Passare da un assistente AI a un altro è sempre stato un’operazione scomoda: si perde tutta la memoria accumulata, le preferenze salvate, lo storico delle conversazioni. Google sembra aver deciso di risolvere il problema alla radice, almeno per chi vuole migrare verso Gemini.
Analizzando la versione 17.11.54.sa.arm64 dell’app Google, i ricercatori di Android Authority hanno individuato due nuove opzioni in fase di sviluppo: Import memory e Import chats. Le funzionalità non sono ancora disponibili al pubblico, ma il codice rivela come funzioneranno.
Come funziona l’importazione della memoria
La prima opzione, Import memory to Gemini, permette di trasferire le informazioni che un altro chatbot conosce di te. Il meccanismo è ingegnoso nella sua semplicità: Gemini genera un prompt da incollare nell’altro servizio (ad esempio ChatGPT), il quale risponde con un riepilogo di ciò che sa sull’utente. Quella risposta viene poi incollata nella pagina di importazione di Gemini, che la memorizza automaticamente nel proprio sistema.
In sostanza, si usa il chatbot di partenza come “archivio” della propria identità digitale, e Gemini la legge e adotta come propria. È un approccio pragmatico: non richiede API, accordi tra aziende o formati di esportazione condivisi.
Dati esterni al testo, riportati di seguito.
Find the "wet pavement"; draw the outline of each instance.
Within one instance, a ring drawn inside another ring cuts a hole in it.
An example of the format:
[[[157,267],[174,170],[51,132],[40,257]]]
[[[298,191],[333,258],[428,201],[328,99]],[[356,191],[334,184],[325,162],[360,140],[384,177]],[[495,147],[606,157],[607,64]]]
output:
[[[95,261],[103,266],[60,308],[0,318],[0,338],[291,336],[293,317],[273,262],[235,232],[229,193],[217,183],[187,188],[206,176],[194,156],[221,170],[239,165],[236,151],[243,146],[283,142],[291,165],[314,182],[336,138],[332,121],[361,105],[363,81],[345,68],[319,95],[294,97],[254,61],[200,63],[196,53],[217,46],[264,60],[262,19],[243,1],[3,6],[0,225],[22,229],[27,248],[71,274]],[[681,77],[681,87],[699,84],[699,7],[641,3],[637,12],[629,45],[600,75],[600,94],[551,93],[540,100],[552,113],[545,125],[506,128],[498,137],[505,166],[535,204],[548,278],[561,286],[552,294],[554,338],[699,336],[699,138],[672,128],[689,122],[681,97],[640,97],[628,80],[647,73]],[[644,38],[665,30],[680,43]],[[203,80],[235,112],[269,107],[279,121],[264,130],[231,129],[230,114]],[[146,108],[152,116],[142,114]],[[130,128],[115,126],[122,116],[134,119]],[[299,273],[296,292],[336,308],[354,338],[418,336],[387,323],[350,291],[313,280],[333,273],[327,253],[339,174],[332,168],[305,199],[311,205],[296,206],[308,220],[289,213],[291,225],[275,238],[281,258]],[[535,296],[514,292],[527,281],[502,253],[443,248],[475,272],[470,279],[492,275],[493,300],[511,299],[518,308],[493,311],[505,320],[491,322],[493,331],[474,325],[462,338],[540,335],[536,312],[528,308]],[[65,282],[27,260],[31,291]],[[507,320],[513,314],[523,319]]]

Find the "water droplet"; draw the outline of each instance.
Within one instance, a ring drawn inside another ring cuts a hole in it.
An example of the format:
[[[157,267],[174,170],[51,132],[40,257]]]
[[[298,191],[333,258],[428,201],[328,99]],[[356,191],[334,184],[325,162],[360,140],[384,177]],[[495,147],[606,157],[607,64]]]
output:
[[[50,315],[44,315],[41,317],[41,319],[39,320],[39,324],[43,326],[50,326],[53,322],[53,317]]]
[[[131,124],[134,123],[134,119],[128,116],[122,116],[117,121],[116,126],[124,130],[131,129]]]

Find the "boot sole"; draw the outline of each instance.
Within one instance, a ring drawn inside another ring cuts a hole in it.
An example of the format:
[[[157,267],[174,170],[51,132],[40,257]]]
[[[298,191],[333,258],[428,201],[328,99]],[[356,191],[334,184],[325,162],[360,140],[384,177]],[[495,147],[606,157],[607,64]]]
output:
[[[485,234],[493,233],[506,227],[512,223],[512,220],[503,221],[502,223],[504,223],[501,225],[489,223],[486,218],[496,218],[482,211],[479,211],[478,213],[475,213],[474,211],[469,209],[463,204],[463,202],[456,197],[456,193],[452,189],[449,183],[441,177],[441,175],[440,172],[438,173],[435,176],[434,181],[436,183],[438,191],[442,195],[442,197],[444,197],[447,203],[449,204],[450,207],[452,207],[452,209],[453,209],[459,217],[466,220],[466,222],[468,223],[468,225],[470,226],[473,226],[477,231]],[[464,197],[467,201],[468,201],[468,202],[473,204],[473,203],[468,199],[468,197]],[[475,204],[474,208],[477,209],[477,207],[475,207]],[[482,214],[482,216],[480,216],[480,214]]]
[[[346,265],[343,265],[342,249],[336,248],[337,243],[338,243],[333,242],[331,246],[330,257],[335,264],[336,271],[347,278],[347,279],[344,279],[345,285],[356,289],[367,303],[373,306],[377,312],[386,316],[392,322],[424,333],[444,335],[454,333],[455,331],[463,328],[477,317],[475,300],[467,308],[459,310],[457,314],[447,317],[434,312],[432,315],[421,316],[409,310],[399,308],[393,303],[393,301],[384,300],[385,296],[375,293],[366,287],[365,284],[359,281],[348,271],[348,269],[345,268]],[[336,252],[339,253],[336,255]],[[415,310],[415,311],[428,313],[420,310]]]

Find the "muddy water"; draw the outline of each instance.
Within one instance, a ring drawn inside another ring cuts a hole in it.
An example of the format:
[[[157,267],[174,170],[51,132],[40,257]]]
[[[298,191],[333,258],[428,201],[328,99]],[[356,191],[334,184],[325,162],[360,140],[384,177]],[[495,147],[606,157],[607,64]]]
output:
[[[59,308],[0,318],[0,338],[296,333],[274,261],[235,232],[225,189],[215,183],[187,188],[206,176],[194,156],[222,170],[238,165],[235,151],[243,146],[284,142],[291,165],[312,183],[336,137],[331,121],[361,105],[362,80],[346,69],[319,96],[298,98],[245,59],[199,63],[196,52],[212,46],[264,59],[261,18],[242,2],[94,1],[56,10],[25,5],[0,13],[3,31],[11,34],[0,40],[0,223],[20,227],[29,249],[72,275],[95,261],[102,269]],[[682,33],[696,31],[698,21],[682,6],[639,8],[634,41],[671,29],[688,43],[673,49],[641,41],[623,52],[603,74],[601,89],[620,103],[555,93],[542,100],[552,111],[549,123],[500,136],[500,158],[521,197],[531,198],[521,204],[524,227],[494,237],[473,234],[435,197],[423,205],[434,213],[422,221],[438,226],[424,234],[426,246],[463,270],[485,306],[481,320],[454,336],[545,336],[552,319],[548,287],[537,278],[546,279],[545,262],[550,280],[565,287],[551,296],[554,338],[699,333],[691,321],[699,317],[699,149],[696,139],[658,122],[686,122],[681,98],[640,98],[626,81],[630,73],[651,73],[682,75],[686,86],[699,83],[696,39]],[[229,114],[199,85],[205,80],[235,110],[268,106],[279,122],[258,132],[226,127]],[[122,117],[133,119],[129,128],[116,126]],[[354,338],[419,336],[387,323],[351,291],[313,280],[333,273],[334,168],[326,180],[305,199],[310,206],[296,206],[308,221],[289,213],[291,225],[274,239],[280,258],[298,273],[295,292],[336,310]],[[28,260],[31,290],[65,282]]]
Import chats: lo storico delle conversazioni
La seconda funzione riguarda l’importazione delle conversazioni. L’utente dovrà scaricare le proprie chat dall’altro servizio AI, comprimerle in un file ZIP (massimo 5 GB) e caricarle su Gemini. Quest’ultimo elaborerà il file e renderà accessibile lo storico.
La funzionalità di importazione chat era già stata segnalata da TestingCatalog a febbraio; ora Android Authority ha aggiunto i dettagli sul limite di dimensione del file e il flusso completo.
Il contesto: la guerra dei chatbot nel 2026
Google Gemini (ex Bard) ha guadagnato terreno significativo rispetto a ChatGPT negli ultimi mesi, ma molti utenti sono rimasti fedeli al chatbot di OpenAI semplicemente perché “non conviene ricominciare da zero”. Questa mossa di Google rimuove uno dei principali ostacoli al cambio.
Android Police sottolinea come la funzione rappresenti un segnale importante: Google non si limita più a competere sulla qualità del modello, ma inizia a competere anche sulla comodità del passaggio. Un approccio simile a quello adottato nel tempo da Gmail o da Chrome per attrarre utenti da altri ecosistemi.
Non è ancora chiaro quando le funzioni verranno rilasciate ufficialmente, ma la presenza nel codice suggerisce un lancio imminente.